Vacarme 15 / chroniques

les lucanes / et si attendre

par

Encore cette procession d’insectes portant chacun une lanterne éteinte et butant sur le même mur. L’un après l’autre... l’ombre se dénature. Leur nom m’échappe. L’abdomen plat et cuirassé s’enfle en ombres chinoises pour former les segments mous d’une chenille, des soies s’y dressent. Puis viennent des pulsations, de loin. Et si attendre éveillait d’autres organes. Des alvéoles s’obstruent, un papier s’y froisse qu’un vide n’en finit pas d’aspirer. Les tuyaux par où il passe sont trop étroits. Était-il écrit ? Six pattes par corps. Toujours en mouvement.
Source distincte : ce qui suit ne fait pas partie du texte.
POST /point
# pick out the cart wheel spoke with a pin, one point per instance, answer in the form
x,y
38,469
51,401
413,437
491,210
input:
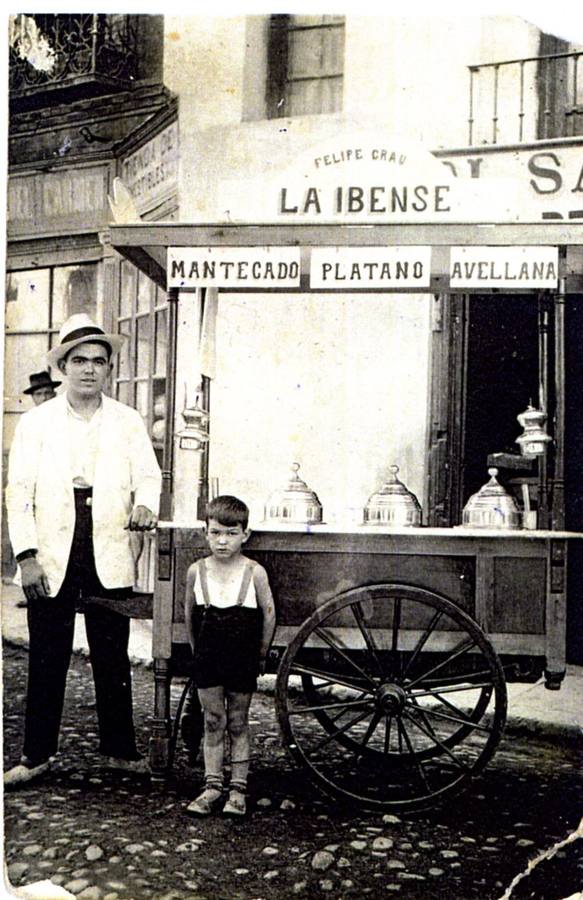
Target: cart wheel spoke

L’autre jour, sur un parking, un promeneur remplissait méthodiquement le pot d’échappement d’une voiture de feuilles mortes. Elles jonchaient le sol. Il prenait son temps, les rentrant une à une dans le cylindre. Entièrement absorbé. Quand il s’est relevé j’ai vu qu’il mesurait au moins un mètre quatre-vingt dix et qu’il n’en pouvait plus. Ce n’était peut-être pas une blague. Plus loin, près d’un banc, une statue attendait sans vêtement. Il arrive que le sommeil arrive. Des canards laissent l’angle ouvert de leur sillage sur l’eau. Il arrive qu’un éveil avant l’éveil - les yeux ouverts dans une clisse d’organsin filé - aperçoive la lumière qui filtre à peine. C’est difficile de se mouvoir, la gangue est étroite. Le regard rebrousse. Impossible de savoir s’il s’agit d’une image. Le vrai du faux tremble. Ou bien c’est au moment de s’endormir que quelque chose trébuche, la peau tirée comme une bâche, par les pieds, vers une cave où on ne veut pas descendre, une bouche obscure. La chute d’une procession sans encoche pour les mains. Certains insectes creusent des trous. D’autres font des tas. Ceux qui se déplacent en processions - tête-dos/tête-dos - conservent la même cadence. Garder l’inspir. Ne rien interrompre. Dessiner un fredonnement muet. Ou bien est-ce d’une séparation qu’il s’agit ? Collecter les pauses, les soupirs soutenus par ces petits segments noirs en mouvement. Les insectes ont été absorbés par le mur. Point d’orgue. J’attends. Une lueur, faible, le rend translucide comme un papier huilé. Leurs lanternes se sont-elles rallumées de l’autre côté ? Leur nom me revient... ce sont des lucanes. Et si attendre déroulait les trajets sans fin d’une physique qui n’a plus corps. Et qu’on ranime, et qu’on ranime.